Detailed Action
Notice of Pre-AIA  or AIA  Status
The present application, filed on or after March 16, 2013, is being examined under the first inventor to file provisions of the AIA .

Mody US PGPub: US 2018/0197067 A1 Jul. 12, 2018.
 
A CNN structure often receives input data, which is usually an RGB color image, and convolves samples of the input data with a set of pre-trained weights. A non-linear activation function, such as tan h, sigmoid, ReLu, follows the convolution layers. Several such convolution layers are used together to provide robust feature identification. Pooling layers, often max-pooling, are inserted between convolution layers to provide some invariance to the size of objects in the image data (ABSTRACT, Figs. 1, 2, 15, paragraph 0004).

Boesch US PGPub: US 2018/0189642 A1 Jul. 5, 2018.
A configurable accelerator framework device that includes a stream switch and a plurality of convolution accelerators.
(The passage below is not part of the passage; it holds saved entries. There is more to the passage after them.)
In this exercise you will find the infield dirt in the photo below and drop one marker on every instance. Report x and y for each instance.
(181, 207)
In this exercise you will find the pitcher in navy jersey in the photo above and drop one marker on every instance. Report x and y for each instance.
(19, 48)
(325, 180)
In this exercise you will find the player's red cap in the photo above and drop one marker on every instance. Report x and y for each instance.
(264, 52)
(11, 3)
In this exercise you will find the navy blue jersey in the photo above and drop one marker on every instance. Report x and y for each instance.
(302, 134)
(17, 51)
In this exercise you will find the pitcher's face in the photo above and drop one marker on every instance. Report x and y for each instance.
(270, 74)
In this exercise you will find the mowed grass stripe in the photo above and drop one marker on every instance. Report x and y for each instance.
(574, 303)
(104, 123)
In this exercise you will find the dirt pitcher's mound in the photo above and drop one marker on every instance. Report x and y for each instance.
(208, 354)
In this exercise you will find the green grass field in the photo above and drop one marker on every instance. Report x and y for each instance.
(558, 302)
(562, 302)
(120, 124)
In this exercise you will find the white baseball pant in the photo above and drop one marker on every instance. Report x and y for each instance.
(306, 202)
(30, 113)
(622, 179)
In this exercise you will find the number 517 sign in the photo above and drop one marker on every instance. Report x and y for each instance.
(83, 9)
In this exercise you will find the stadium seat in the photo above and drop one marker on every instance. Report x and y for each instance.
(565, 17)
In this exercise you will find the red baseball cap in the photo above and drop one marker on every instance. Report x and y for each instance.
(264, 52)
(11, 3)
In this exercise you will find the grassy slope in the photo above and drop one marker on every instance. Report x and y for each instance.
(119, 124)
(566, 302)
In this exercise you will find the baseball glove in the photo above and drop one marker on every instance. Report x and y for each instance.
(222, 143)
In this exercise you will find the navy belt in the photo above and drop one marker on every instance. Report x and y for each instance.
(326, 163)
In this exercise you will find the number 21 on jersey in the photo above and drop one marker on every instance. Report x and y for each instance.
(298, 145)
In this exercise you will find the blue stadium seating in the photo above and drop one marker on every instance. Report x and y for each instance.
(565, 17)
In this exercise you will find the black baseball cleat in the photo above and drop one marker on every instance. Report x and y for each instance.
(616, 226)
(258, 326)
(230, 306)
The stream switch has a plurality of input ports and a plurality of output ports. Each of the input ports is configurable at run time to unidirectionally pass data to any one or more of the output ports via a stream link. Each one of the plurality of convolution accelerators is configurable at run time to unidirectionally receive input data via at least two of the plurality of stream switch output ports, and each one of the plurality of convolution accelerators is further configurable at run time to unidirectionally communicate output data via an input port of the stream switch (ABSTRACT).

An optional normalization operation is also illustrated in FIG. 1I. The normalization operation is typically performed by a Rectified Linear Unit (ReLU). The ReLU identifies every negative number in the pooled output map and replaces the negative number with the value of zero (i.e., “0”) in a normalized output map. After processing in the ReLU layer, data in the normalized output map may be averaged in order to predict whether or not the feature of interest characterized by the kernel is found or is not found in the unknown image (Fig. 1I, paragraphs 0045, 0046).
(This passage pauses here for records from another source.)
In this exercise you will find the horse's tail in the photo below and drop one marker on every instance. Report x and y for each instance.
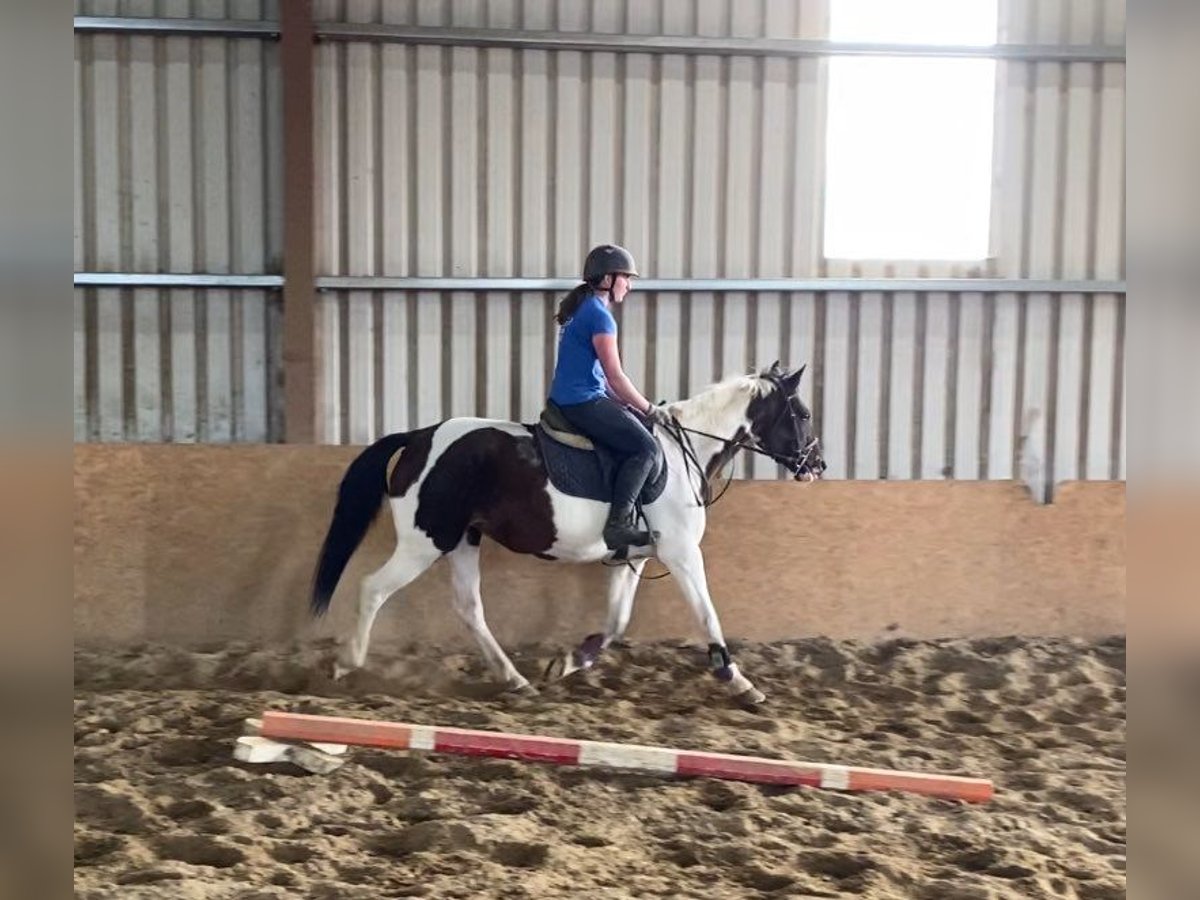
(358, 502)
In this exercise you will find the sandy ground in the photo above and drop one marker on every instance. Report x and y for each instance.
(163, 811)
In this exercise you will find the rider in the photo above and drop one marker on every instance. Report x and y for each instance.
(593, 391)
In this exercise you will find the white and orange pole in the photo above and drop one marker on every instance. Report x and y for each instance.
(629, 757)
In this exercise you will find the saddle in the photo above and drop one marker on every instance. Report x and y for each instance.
(579, 467)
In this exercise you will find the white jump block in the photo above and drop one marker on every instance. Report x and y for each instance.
(318, 757)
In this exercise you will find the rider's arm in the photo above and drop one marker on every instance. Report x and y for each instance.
(618, 382)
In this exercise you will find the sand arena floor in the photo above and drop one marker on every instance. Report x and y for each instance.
(162, 810)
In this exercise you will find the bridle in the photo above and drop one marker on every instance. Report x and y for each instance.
(797, 463)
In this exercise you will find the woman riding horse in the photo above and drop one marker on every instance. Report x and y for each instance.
(592, 390)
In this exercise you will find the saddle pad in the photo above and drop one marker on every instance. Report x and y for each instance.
(591, 473)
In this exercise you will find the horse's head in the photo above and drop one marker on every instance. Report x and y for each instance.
(781, 425)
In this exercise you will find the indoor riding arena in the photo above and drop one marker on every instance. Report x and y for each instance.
(303, 226)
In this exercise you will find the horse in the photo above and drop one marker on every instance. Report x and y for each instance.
(520, 485)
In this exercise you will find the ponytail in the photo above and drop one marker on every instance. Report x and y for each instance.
(569, 304)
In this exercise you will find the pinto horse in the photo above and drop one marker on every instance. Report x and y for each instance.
(466, 478)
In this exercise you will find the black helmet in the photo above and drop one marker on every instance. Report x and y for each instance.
(605, 259)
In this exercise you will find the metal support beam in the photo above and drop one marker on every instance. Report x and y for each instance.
(223, 28)
(951, 286)
(702, 46)
(299, 173)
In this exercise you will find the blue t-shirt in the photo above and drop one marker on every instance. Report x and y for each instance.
(579, 376)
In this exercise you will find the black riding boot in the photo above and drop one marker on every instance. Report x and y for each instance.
(621, 529)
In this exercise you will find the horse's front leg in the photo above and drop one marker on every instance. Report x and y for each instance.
(622, 586)
(687, 563)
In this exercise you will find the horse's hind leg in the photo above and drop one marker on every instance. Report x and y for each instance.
(687, 563)
(468, 603)
(622, 586)
(408, 561)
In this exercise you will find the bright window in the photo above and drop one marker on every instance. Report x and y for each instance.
(910, 139)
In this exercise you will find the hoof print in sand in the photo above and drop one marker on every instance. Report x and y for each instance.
(199, 850)
(424, 837)
(835, 864)
(521, 856)
(765, 881)
(291, 853)
(105, 808)
(183, 810)
(90, 849)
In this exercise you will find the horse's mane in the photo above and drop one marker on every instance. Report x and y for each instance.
(707, 409)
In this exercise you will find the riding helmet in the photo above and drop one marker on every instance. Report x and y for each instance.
(607, 258)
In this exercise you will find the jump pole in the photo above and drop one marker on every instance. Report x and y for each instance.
(628, 757)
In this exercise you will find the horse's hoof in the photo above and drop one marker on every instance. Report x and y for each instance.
(559, 667)
(751, 697)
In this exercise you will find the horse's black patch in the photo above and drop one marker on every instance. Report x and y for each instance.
(779, 420)
(591, 473)
(491, 483)
(412, 462)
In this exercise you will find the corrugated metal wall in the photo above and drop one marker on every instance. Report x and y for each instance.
(177, 167)
(496, 162)
(431, 162)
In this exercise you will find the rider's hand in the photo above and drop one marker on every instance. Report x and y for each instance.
(658, 415)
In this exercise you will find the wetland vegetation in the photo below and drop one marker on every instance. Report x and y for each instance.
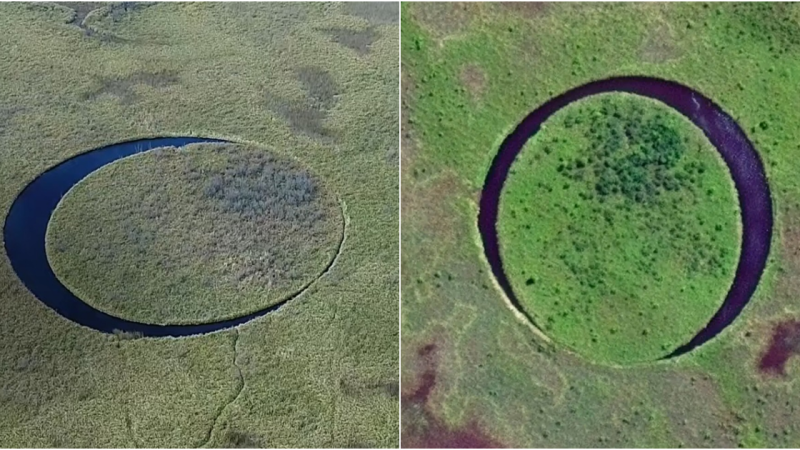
(311, 375)
(619, 228)
(471, 73)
A plurality of processing modules 410, where a second processing module 410 is an H264 processing module 410b, which is arranged to perform particular video encoding/decoding operations. A third processing module 410 is a color converter processing module 410n, which is arranged to perform color-based operations on certain multimedia data (Fig. 4A/410, paragraph 0175).

Butt US PGPub: US 2018/0157939 A1 Jun. 7, 2018.
An appearance search system comprising one or more cameras configured to capture video of a scene, the video having images of objects. The method comprises identifying one or more of the objects within the images of the objects. The method further comprises implementing a learning machine configured to generate signatures of the identified objects and generate a signature of an object of interest. The method further comprises comparing the signatures of the identified objects with the signature of the object of interest to generate similarity scores for the identified objects, and transmitting an instruction for presenting on a display one or more of the images of the objects based on the similarity scores (ABSTRACT).

Processing video may include, but is not limited to, image processing operations, analyzing, managing, compressing, encoding, storing, transmitting and/or playing back the video data. Analyzing the video may include segmenting areas of image frames and detecting visual objects, tracking and/or classifying visual objects located within the captured scene represented by the image data. The video camera 108 is an analog camera connected to an encoder (paragraphs 0063, 0072). 

The video analytics module 224 receives image data and analyzes the image data to determine properties or characteristics of the captured image or video and/or of objects found in the scene represented by the image or video. The determination may include one or more of foreground/background segmentation, object detection, object tracking, object classification, virtual tripwire, anomaly detection, facial detection, facial recognition, license plate recognition, identifying objects “left behind” or “removed”, and business intelligence (Fig. 3/300, paragraphs 0092, 0104).

The metadata may define the location, reference coordinates, of the foreground visual object, or object, within the image frame. For example, the location metadata may be further used to generate a bounding box (such as, for example, when encoding video or playing back video) outlining the detected foreground visual object (Fig. 3, paragraph 0106).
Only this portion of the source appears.